In order to think about this more easily, remember that the sensorium does not work on just a single instantaneous set of data.  It takes some time for data to travel from neural element to neural element.  Data from “right now” enter the sensorium and begin their travel “right now”, hot on the heels of data from just before “right now”, and cool on the heels of data from a bit before “right now” and so on.  Who knows how long data that are already in the sensorium “right now” have been there.  [The question is, of course, rhetorical.  All the data that ever came into the sensorium are still there to the extent that they caused alterations in the characteristics of the neural elements there.  Presumably, they are not there in their original form, and more of some are there than of others.]  The point is that the sensorium “naturally” turns sequential data streams into simultaneous data snapshots.  In effect, the sensorium deals with pictures of history.

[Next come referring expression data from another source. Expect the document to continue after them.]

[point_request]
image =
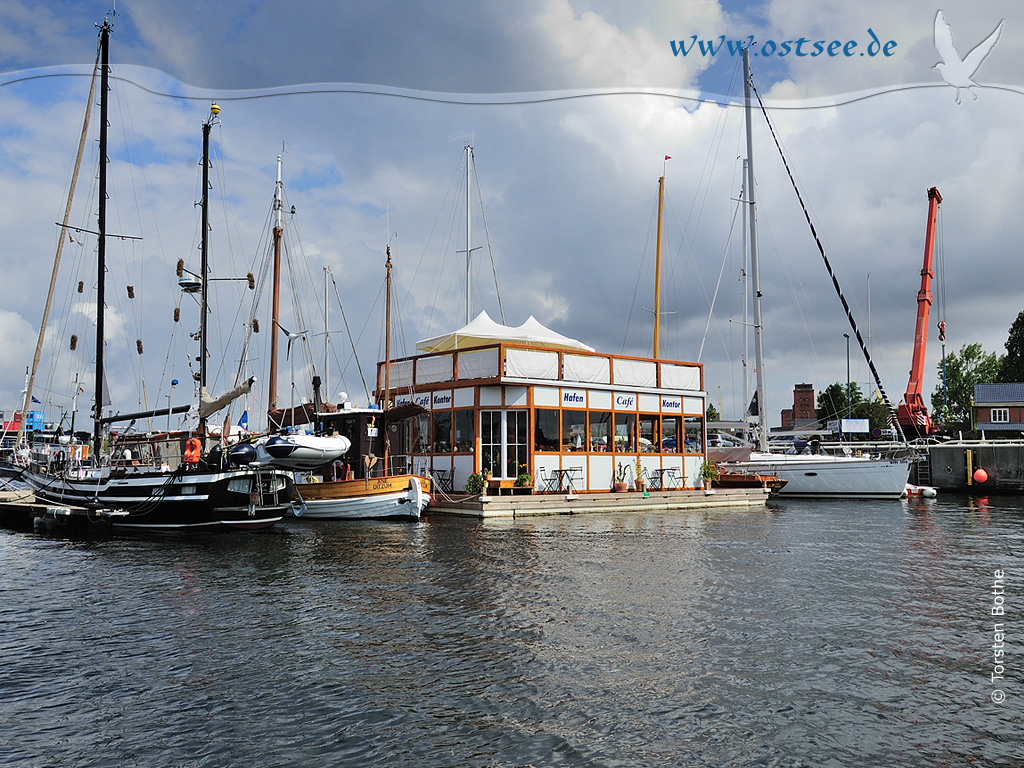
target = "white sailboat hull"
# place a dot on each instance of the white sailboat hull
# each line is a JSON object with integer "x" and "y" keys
{"x": 832, "y": 476}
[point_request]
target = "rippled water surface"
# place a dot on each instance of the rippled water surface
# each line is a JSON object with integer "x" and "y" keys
{"x": 806, "y": 634}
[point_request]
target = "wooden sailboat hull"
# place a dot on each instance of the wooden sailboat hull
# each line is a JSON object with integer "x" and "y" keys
{"x": 395, "y": 497}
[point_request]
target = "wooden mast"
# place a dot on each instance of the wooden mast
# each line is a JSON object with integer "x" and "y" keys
{"x": 205, "y": 257}
{"x": 97, "y": 414}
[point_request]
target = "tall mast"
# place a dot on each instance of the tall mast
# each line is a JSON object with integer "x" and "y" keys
{"x": 747, "y": 336}
{"x": 327, "y": 331}
{"x": 275, "y": 301}
{"x": 469, "y": 247}
{"x": 755, "y": 276}
{"x": 97, "y": 414}
{"x": 657, "y": 266}
{"x": 31, "y": 378}
{"x": 387, "y": 330}
{"x": 205, "y": 256}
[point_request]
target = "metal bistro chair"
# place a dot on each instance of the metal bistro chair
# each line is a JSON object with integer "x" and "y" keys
{"x": 442, "y": 477}
{"x": 546, "y": 481}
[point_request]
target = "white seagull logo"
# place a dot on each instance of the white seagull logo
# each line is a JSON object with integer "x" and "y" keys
{"x": 954, "y": 71}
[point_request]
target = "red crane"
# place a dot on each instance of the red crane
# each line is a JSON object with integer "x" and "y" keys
{"x": 911, "y": 413}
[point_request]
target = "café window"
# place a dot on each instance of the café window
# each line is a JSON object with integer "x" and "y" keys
{"x": 491, "y": 440}
{"x": 573, "y": 430}
{"x": 670, "y": 434}
{"x": 441, "y": 436}
{"x": 464, "y": 436}
{"x": 693, "y": 434}
{"x": 421, "y": 433}
{"x": 649, "y": 437}
{"x": 600, "y": 431}
{"x": 626, "y": 429}
{"x": 546, "y": 430}
{"x": 516, "y": 442}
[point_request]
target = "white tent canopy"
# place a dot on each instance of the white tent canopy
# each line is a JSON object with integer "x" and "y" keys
{"x": 482, "y": 331}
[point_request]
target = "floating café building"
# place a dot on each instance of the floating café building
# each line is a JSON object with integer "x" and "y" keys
{"x": 527, "y": 400}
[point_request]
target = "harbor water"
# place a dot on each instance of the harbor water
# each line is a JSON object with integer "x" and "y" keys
{"x": 801, "y": 634}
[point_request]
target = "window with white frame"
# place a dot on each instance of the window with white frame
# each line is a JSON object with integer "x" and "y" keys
{"x": 1000, "y": 415}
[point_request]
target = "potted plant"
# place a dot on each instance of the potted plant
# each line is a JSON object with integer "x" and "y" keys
{"x": 620, "y": 485}
{"x": 709, "y": 472}
{"x": 475, "y": 483}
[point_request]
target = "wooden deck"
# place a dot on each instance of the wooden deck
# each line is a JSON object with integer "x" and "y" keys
{"x": 571, "y": 504}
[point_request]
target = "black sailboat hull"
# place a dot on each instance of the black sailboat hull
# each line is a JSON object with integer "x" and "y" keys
{"x": 196, "y": 500}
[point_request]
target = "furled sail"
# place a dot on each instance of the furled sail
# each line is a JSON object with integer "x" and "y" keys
{"x": 209, "y": 406}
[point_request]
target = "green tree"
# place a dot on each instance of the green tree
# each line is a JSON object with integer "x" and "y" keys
{"x": 1012, "y": 369}
{"x": 972, "y": 366}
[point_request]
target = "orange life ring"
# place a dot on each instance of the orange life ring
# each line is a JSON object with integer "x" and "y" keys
{"x": 194, "y": 450}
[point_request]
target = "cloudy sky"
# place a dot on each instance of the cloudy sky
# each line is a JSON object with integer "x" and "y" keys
{"x": 570, "y": 107}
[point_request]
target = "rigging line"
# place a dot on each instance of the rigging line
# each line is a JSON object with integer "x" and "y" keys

Now back to patterns.  A pattern may thus be static (as we commonly think of a pattern), and at the same time represent a temporal sequence.  In that sense, a pattern is a model of how things have happened in the past.  Now note that in this massively parallel sensorium, there is every reason to believe that at any instant many many patterns have been or are being activated to a greater or lesser extent and the superposition (I don’t know what else to call it) of these patterns gives rise to behavior in the following way.

Some patterns are effector patterns.  They are activated (“primed” is another term used here, meaning activated somewhat, but not enough to be “triggered”) by internal homeostatic requirements.  I’m not sure I am willing to state unequivocally that I believe all patterns have an effector component, but I’m at least willing to consider it.  Maybe not.  Maybe what I think is that data flows from sensors to effectors and the patterns I am referring to shape and redirect the data (which are ultimately brain element activity) into orders that are sent to effectors.

That’s existence.  That’s life.  I don’t know what in this process gives rise to a sense of self, but I think the description is fundamentally correct.  Maybe the next iteration through the process will provide some clues.  Or the next.  Or the next.

Hunger might act in the following way.  Brain elements determine biochemically and biorhythmically that it’s time to replenish the energy resources.  So data begin to flow associated with the need to replenish the energy resources.  That primes patterns associated with prior success replenishing the energy resources.  A little at first.  Maybe enough so if you see a meal you will eat it.  Not a lot can be hard-wired (built-in) in this process.  Maybe as a baby there’s a mechanism (a built-in pattern) that causes fretting in response to these data.  But basically, what are primed are patterns the organism has learned that ended up with food being consumed.  By adulthood, these patterns extend to patterns as complex as going to the store, buying food, preparing it, and finally consuming it.

This is not to say that the chain of determinism imposes rigid behaviors.  Indeed, what is triggered deterministically is a chain of opportunism.  Speaking of which, I have to go to the store to get fixings for dinner.  Bye.